We had already noted what appeared to be serious problems with the way the jury decided the verdict in the Apple/Samsung case -- including ignoring prior art, awarding damages on patents not infringed, and an admission of choosing punitive damages, despite instructions that clearly bar such an action. And it seems to only be getting worse. Groklaw points out that Velvin Hogan, the controversial jury foreman, went onto Bloomberg TV to defend himself, but only served tomake things worse, by more or less admitting to not understanding how prior art works.

As was discussed in the previous post, the jury initially got hung up on the question of prior art on the first patent (7,469,381 -- better known as the "bounceback patent" -- covering how when you scroll and hit the edge of a "page" the screen "bounces back.") However, in this interview, Hogan explains the "aha!" moment he had that led him to suggest to the jury that the prior art doesn't apply:
The software on the Apple side could not be placed into the processor on the prior art and vice versa. That means they are not interchangeable. That changed everything right there.

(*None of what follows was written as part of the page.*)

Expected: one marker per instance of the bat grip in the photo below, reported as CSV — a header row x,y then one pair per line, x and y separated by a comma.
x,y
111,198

You can see him say this in the video below, around the 3 minute mark:Basically, he's admitting that he doesn't understand how prior art works. The fact that the software wouldn't run on the same processor is meaningless. In fact, as Groklaw notes, the jury instructions (which Hogan again insists the jury read) note that to find prior art, you just have to show that the invention has already been done or even explained somewhere else. That's got nothing to do with whether or not it can run on the same processor.

Once again, we learn why it's silly to have juries determining patent cases.